Chef Curtis Duffy and GM Michael Muser face more accusations

Barry Brecheisen
Ashok Selvam is the editor of Eater Chicago and a native Chicagoan armed with more than two decades of award-winning journalism. Now covering the world of restaurants and food, his nut graphs are super nutty.

Sure, the public now knows a Japanese-French restaurant will replace Grace, the acclaimed Chicago restaurant that suddenly closed last year. But that doesn’t mean the parties will now ride amicably away. Details emerged Monday morning on another lawsuit filed by former Grace owner Michael Olszewski against chef Curtis Duffy and GM Michael Muser. Olszewski wants an excess of $500,000 from his former employees for chronic absenteeism and spending the restaurant’s money by shipping food to events all around the world without permission.
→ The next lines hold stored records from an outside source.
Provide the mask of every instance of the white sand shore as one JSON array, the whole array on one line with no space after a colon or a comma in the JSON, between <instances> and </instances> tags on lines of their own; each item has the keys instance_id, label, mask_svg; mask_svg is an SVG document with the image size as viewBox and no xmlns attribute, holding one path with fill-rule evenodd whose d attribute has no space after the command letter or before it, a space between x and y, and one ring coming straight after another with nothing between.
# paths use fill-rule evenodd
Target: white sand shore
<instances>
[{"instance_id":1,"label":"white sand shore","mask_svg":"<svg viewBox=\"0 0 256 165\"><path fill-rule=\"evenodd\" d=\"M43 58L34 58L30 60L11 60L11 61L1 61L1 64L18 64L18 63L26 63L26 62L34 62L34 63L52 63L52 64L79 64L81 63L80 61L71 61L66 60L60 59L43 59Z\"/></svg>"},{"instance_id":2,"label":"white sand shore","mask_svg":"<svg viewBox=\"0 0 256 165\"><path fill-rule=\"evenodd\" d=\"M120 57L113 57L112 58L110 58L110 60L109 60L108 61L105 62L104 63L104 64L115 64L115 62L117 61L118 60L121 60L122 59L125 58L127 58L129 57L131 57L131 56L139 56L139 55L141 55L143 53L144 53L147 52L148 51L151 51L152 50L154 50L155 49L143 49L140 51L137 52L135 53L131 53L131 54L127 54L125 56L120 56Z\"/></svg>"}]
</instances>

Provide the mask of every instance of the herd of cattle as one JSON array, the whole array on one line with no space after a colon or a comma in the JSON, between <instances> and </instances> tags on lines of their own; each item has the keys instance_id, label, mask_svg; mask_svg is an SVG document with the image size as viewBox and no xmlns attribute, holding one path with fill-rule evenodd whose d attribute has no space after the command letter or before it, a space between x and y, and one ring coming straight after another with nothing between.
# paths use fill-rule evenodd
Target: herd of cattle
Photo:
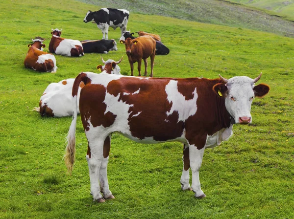
<instances>
[{"instance_id":1,"label":"herd of cattle","mask_svg":"<svg viewBox=\"0 0 294 219\"><path fill-rule=\"evenodd\" d=\"M42 116L73 115L67 136L65 161L72 172L75 153L77 114L88 142L88 163L91 193L94 199L103 202L114 198L109 190L107 167L111 134L118 132L143 143L178 141L183 144L183 167L180 182L183 190L193 190L196 197L206 196L201 190L199 171L204 150L213 148L232 134L234 124L251 123L251 106L255 97L262 97L270 87L255 86L261 73L252 79L236 76L220 78L155 78L153 67L155 54L167 54L169 50L159 36L142 31L139 37L126 31L129 12L123 9L102 8L87 13L84 22L94 21L103 33L101 40L79 42L60 37L61 30L52 30L49 51L68 56L86 52L117 50L114 40L108 40L109 27L121 30L120 42L125 46L131 76L122 75L118 61L108 60L97 68L100 74L81 72L75 79L49 85L41 97L38 110ZM55 72L54 56L43 51L44 40L39 37L28 45L24 60L26 67ZM151 77L132 77L133 63L138 62L141 76L142 60L144 75L147 61L151 60ZM154 95L155 94L155 95ZM192 170L192 186L190 169Z\"/></svg>"}]
</instances>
Duffy and Muser remain quiet as they wait out the end of their noncompete clause that was part of their Grace contracts. The agreement means they can’t open a new restaurant in the Chicago area until the middle of 2019. They quit their jobs in December after years of contention with Olszewski. Negotiations to buy the restaurant from their boss were unsuccessful. Without his two stars, Olszewski closed the restaurant a day later. Grace joined Alinea in Lincoln Park as one of two Chicago restaurants with a full three-star rating from Michelin. The ranking made the extravagant West Loop restaurant one of the world’s best.

In the months since the shutter, there have been multiple lawsuits. In February, Duffy and Muser sued Olszewski over the noncompete clause, a case that’s been since dismissed. Truffle-gate erupted in March when Olszewski sued the two and claimed $10,000 in prized truffles and Wagyu beef were missing from Grace. The most recent lawsuit, filed on Friday in Cook County court, continues similar accusations alleging Duffy and Muser would miss work without permission to attend food-related events around the world. They would allegedly ship fancy ingredients from Grace to these “unauthorized events” and profit without reimbursing the restaurant.
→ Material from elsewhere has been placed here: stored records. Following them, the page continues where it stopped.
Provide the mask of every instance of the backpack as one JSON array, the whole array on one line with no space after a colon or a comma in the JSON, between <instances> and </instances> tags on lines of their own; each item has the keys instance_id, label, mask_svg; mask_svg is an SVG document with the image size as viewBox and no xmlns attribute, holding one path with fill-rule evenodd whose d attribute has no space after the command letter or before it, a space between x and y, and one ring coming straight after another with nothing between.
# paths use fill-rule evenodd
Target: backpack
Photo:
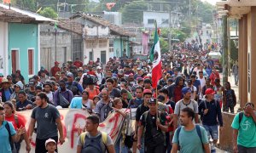
<instances>
[{"instance_id":1,"label":"backpack","mask_svg":"<svg viewBox=\"0 0 256 153\"><path fill-rule=\"evenodd\" d=\"M62 108L68 108L69 106L69 101L65 99L65 97L61 94L61 91L58 91L59 94L59 104L58 105L61 105ZM69 94L68 94L69 96Z\"/></svg>"},{"instance_id":2,"label":"backpack","mask_svg":"<svg viewBox=\"0 0 256 153\"><path fill-rule=\"evenodd\" d=\"M90 146L90 147L95 148L96 150L97 150L99 152L102 153L102 152L103 152L103 150L102 150L102 147L101 147L101 142L102 142L103 144L106 146L106 150L108 150L108 149L107 149L108 134L105 132L101 132L101 133L102 133L101 135L99 135L96 138L93 138L93 139L89 138L87 136L88 132L82 133L81 136L80 136L80 140L81 140L81 143L83 144L83 148ZM86 139L87 139L87 141L86 141Z\"/></svg>"},{"instance_id":3,"label":"backpack","mask_svg":"<svg viewBox=\"0 0 256 153\"><path fill-rule=\"evenodd\" d=\"M88 84L96 84L97 82L98 79L96 76L93 75L86 74L83 77L83 86L87 86Z\"/></svg>"},{"instance_id":4,"label":"backpack","mask_svg":"<svg viewBox=\"0 0 256 153\"><path fill-rule=\"evenodd\" d=\"M15 121L15 122L16 122L16 121ZM9 144L11 146L12 150L14 150L15 144L14 144L14 141L12 139L12 134L11 134L11 132L10 132L10 127L9 127L9 124L8 122L5 124L5 128L7 129L8 133L9 133Z\"/></svg>"},{"instance_id":5,"label":"backpack","mask_svg":"<svg viewBox=\"0 0 256 153\"><path fill-rule=\"evenodd\" d=\"M240 124L241 122L241 119L242 119L242 117L243 117L243 112L240 112L240 113L238 114L238 116L239 116L239 124Z\"/></svg>"},{"instance_id":6,"label":"backpack","mask_svg":"<svg viewBox=\"0 0 256 153\"><path fill-rule=\"evenodd\" d=\"M179 148L180 148L180 146L179 146L179 133L180 133L181 128L182 128L182 127L179 127L178 128L177 128L177 145ZM201 144L203 145L200 125L195 125L195 129L196 129L197 135L199 136L199 138L201 139ZM203 147L203 149L204 149L204 147Z\"/></svg>"}]
</instances>

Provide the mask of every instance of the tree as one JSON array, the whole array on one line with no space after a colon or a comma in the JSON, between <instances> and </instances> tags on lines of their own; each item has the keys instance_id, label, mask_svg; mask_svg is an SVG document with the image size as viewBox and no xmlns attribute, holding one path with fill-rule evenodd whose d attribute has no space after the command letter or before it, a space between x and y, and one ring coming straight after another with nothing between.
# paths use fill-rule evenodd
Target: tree
<instances>
[{"instance_id":1,"label":"tree","mask_svg":"<svg viewBox=\"0 0 256 153\"><path fill-rule=\"evenodd\" d=\"M161 54L164 54L164 53L166 53L169 51L168 42L166 41L164 38L162 38L162 37L160 38L160 44Z\"/></svg>"},{"instance_id":2,"label":"tree","mask_svg":"<svg viewBox=\"0 0 256 153\"><path fill-rule=\"evenodd\" d=\"M22 9L32 11L36 9L35 0L12 0L11 3Z\"/></svg>"},{"instance_id":3,"label":"tree","mask_svg":"<svg viewBox=\"0 0 256 153\"><path fill-rule=\"evenodd\" d=\"M147 10L147 4L143 2L132 2L125 5L121 10L123 23L141 24L143 21L143 11Z\"/></svg>"},{"instance_id":4,"label":"tree","mask_svg":"<svg viewBox=\"0 0 256 153\"><path fill-rule=\"evenodd\" d=\"M57 13L55 13L55 11L49 7L44 8L42 11L39 12L39 14L52 19L55 19L58 17Z\"/></svg>"}]
</instances>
WBEZ Chicago reiterated what the Sun-Times previously reported: Olszewski spent $3 million on the restaurant and that Duffy and Muser didn’t spend any of their own money. Apparently, Olszewski would like more loyalty for his investment. Despite the lawsuits, Olszewski plans to open a restaurant near his alma mater. Onward Chicago should open by the end of the month near Loyola University’s campus in Rogers Park. Meanwhile, Olszewski has brought in star pastry chef Mari Katsumura to take over Grace’s kitchen. The Chicago native is working on a replacement restaurant that could open this fall.